I didn’t ask about LA. My cards were on the table. His move.

The sky was a crisp azure on graduation day. They held the ceremony on the football field, the grass lush and emitting a rainy perfume, our royal blue gowns gleaming in the sun.

Hiyam wasn’t there. She’d been pulled from school, finishing her year with a private tutor. Mom wasn’t there, either, as I’d expected. But the Browns were, all of them—Siobhan, Natalie, and Jack the professor, a man in his sixties, still handsome in a Clint Eastwood way, straight brow and deep-set eyes beneath a wing of silver hair. He sat next to Siobhan, and they chuckled together over private jokes. Once I saw Jack touching the small of her back, looking at her with an old, smoldering fondness.
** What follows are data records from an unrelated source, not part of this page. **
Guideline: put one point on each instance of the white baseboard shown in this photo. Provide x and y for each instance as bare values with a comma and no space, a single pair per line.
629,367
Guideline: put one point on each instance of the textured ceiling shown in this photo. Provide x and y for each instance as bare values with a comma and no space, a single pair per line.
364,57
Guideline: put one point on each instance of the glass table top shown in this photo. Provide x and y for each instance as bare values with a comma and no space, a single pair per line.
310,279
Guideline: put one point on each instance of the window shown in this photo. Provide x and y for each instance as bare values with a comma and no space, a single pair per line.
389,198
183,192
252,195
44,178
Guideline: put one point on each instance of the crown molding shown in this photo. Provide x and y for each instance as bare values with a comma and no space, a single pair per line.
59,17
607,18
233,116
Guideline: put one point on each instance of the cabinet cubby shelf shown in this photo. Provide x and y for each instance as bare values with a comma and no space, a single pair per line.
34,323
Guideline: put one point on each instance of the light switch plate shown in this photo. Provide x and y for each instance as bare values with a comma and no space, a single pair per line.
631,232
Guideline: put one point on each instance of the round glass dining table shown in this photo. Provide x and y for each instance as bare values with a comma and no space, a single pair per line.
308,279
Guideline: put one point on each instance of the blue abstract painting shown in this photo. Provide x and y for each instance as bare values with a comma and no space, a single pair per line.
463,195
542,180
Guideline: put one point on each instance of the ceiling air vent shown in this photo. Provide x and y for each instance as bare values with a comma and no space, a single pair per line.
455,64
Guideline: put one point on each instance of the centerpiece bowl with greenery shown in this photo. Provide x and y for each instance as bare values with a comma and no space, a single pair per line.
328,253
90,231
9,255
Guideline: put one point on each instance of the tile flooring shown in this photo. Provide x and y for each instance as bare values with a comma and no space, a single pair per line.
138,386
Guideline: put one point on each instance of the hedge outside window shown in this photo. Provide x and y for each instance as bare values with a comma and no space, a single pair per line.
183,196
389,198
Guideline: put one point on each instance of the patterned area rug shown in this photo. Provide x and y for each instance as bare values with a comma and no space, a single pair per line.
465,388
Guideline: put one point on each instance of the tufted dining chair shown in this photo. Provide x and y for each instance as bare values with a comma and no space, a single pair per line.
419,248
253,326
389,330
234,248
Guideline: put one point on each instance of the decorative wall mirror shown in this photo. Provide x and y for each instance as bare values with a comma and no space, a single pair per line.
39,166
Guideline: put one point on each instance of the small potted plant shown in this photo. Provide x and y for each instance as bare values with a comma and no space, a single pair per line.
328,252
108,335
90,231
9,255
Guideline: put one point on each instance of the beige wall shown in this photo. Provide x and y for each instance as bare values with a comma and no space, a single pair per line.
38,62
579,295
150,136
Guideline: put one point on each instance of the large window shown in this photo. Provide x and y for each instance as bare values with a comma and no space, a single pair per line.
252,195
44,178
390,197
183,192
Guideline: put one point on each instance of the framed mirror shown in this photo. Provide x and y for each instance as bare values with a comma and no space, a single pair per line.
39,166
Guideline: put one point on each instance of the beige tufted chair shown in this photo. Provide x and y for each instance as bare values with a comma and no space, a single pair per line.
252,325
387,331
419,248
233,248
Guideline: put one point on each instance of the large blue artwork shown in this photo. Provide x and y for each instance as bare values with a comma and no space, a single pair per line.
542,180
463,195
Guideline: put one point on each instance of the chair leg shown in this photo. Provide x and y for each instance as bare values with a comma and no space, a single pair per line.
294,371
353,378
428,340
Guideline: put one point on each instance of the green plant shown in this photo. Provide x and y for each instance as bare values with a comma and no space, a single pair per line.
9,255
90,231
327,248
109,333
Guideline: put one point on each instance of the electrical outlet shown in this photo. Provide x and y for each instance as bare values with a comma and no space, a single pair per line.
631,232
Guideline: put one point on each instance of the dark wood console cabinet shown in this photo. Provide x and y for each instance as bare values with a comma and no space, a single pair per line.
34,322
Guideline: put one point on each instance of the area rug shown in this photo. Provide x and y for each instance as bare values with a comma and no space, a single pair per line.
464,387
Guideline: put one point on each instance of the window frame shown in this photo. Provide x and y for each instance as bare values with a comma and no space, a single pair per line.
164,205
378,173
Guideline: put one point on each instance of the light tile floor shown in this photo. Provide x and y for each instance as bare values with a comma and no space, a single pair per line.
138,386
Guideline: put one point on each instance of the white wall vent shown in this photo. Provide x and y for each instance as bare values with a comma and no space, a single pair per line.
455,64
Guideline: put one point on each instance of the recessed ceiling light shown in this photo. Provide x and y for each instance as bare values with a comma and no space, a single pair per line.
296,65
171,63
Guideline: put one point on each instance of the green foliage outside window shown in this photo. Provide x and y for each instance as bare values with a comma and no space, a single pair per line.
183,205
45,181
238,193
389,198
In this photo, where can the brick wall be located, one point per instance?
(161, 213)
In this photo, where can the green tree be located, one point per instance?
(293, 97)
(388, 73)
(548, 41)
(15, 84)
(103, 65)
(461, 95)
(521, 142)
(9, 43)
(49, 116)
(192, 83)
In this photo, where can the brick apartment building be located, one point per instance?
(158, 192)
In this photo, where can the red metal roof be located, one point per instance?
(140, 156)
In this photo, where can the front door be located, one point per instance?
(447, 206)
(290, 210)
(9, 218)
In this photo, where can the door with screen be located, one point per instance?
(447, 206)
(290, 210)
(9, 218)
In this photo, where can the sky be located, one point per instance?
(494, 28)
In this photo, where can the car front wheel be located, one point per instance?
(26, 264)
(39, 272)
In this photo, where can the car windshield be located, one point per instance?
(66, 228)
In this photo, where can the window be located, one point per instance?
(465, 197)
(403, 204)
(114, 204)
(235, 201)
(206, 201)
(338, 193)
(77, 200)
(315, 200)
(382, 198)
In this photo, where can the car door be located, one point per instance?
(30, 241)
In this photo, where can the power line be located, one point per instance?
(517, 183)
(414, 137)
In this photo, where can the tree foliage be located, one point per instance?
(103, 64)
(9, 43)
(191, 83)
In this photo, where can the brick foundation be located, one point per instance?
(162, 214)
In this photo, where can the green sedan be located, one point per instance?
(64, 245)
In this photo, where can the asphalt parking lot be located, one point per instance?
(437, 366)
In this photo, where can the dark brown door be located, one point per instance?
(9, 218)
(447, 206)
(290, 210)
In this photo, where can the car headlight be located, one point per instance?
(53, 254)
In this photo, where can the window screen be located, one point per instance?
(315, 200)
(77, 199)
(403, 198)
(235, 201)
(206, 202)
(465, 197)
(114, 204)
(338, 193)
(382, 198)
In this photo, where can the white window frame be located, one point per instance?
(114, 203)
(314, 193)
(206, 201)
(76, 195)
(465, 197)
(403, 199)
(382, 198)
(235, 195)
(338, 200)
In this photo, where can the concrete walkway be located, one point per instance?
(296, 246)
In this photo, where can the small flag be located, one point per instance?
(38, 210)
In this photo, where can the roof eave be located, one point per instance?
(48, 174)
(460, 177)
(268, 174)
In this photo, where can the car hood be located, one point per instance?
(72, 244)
“Dad’s current girlfriend is twenty-two,” Wesley whispered to me as we sat through the valedictorian speech. “Please tell me you’ll never date a dinosaur like him.”

I flicked his ear, hard.

Evan was there, at the back of the crowd. When they called us to the stage for our diplomas I screamed my head off for Wesley, and on my turn the Browns cheered wildly, but the only person I saw was Evan, standing at the back, the sun slanting in his hair and outlining him in gold, clapping so hard he drowned out everyone else.

Afterward we ran the usual gauntlet of family hugs. When we slipped away and reached Evan, he was surrounded by half our old Film Studies class, eagerly telling him their plans. Rebecca was going to art school in Georgia. A few kids were heading to NYC for theater. Everyone was impressed when we said we were going to LA, and Wesley basked in the attention while I met Evan’s gaze, something twisting in my chest, a strangling vine. The boys shook his hand and the girls hugged him, and when it was my turn I breathed in his ear, “You changed my life, Mr. Wilke.”

His arms tightened around me, and he whispered back, “You changed mine.”

Wesley looked at the two of us, then away.

The crazy thing was that after all of this, no one knew. No one gave me a second glance or raised an eyebrow. They talked excitedly about Hollywood and New York. They asked Evan about his college days. The rumors had died down without Hiyam fueling them. Now he was just a teacher, and I was just another student, not connected to him in any special way. I drifted across the grass, leaving him there in the sun and the warmth of their attention, closing my eyes and letting the light soak through, blinding me with my own neon red blood.